Lucerne was a commercial schooner. In November 1886, she sank due to bad weather in Lake Superior, off Long Island in Chequamegon Bay. The site of the wreck was added to the National Register of Historic Places in 1991.

History
Lucerne was launched on April 23, 1873. She was nearly  long and reportedly cost $55,000 to build.

On November 15, 1886, Lucerne was loaded with 1,200 tons of iron ore at her home port, Ashland, Wisconsin. The load was consigned to Little, Oglebay and Company of Cleveland, Ohio. After the delivery, the captain and crew began a voyage back to Ashland. With new canvas sails and a light wind blowing, all the signs pointed to a speedy voyage home. However, a November snowstorm on the lake began developing that night.

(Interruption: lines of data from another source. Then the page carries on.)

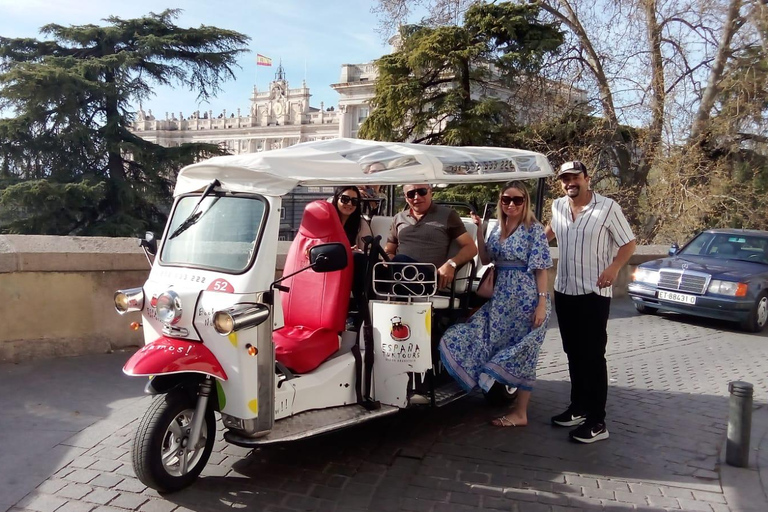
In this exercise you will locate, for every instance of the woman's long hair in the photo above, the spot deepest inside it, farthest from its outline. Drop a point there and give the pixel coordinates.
(527, 217)
(352, 226)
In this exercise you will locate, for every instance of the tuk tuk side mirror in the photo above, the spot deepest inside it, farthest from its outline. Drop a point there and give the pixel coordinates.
(328, 257)
(149, 243)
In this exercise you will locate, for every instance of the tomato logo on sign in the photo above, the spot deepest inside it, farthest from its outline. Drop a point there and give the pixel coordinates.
(221, 285)
(399, 330)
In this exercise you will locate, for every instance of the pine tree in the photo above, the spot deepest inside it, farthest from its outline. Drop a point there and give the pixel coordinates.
(68, 163)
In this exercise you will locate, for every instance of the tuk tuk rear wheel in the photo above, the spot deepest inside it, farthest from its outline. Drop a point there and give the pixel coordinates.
(160, 439)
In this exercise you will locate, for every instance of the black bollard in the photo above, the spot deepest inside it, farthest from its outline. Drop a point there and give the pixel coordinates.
(739, 424)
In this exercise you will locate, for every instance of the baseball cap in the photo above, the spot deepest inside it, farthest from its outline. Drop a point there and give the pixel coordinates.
(572, 167)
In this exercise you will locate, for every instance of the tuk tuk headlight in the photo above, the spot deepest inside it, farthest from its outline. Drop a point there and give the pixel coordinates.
(129, 300)
(238, 317)
(223, 323)
(169, 307)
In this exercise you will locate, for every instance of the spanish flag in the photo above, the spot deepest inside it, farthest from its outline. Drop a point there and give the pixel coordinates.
(262, 60)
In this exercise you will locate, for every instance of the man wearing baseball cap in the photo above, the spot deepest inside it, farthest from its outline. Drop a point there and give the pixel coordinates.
(594, 241)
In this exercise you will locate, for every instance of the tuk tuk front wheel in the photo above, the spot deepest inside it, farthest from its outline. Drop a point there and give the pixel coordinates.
(162, 459)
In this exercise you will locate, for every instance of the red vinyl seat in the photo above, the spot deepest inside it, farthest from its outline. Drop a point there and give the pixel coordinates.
(315, 308)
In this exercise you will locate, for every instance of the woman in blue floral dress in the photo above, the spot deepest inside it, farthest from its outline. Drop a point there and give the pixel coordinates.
(500, 343)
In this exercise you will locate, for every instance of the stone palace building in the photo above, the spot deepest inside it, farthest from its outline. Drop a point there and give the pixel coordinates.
(281, 116)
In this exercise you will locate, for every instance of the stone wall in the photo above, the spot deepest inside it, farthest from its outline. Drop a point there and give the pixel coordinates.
(56, 293)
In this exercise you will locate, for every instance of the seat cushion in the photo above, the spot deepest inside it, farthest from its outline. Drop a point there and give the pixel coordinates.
(302, 349)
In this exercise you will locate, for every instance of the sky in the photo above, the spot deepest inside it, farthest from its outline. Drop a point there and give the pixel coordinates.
(313, 38)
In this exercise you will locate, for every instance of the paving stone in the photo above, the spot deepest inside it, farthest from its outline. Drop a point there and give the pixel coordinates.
(105, 465)
(130, 485)
(644, 489)
(105, 508)
(41, 502)
(153, 505)
(710, 497)
(463, 498)
(581, 481)
(694, 505)
(662, 501)
(74, 491)
(600, 493)
(586, 503)
(613, 485)
(52, 486)
(533, 507)
(107, 480)
(128, 500)
(76, 506)
(451, 507)
(520, 495)
(83, 462)
(82, 476)
(676, 492)
(100, 496)
(424, 493)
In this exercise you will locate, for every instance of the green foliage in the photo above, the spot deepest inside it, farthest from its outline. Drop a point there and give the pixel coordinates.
(67, 141)
(438, 87)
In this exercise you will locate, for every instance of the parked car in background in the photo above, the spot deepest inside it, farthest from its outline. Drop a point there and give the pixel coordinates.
(720, 273)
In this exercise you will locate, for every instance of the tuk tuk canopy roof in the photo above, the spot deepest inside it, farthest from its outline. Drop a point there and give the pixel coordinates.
(355, 162)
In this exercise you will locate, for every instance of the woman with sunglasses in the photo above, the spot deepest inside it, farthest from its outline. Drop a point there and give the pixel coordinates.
(499, 345)
(346, 199)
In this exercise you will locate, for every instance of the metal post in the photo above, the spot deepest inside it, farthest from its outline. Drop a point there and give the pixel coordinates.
(739, 424)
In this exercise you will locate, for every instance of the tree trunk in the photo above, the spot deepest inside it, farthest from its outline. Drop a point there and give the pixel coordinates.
(709, 97)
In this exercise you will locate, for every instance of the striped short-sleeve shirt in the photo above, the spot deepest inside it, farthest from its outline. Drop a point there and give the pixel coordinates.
(588, 244)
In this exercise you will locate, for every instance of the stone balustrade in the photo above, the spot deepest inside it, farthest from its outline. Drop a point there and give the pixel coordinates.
(56, 293)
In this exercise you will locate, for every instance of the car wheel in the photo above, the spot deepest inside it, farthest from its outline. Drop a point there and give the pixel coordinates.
(758, 317)
(646, 310)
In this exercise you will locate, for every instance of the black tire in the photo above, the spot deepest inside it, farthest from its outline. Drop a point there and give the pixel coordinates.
(758, 316)
(644, 309)
(168, 416)
(500, 394)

On November 17 or 18, 1886, Lucerne succumbed to the violent storm, and sank off Long Island. At the height of the storm, the captain of the ship Fred Kelly had sighted Lucerne, but Fred Kelly unfortunately could not offer any help to the distressed ship under the circumstances. Nobody witnessed Lucernes final minutes, and none of the crew survived.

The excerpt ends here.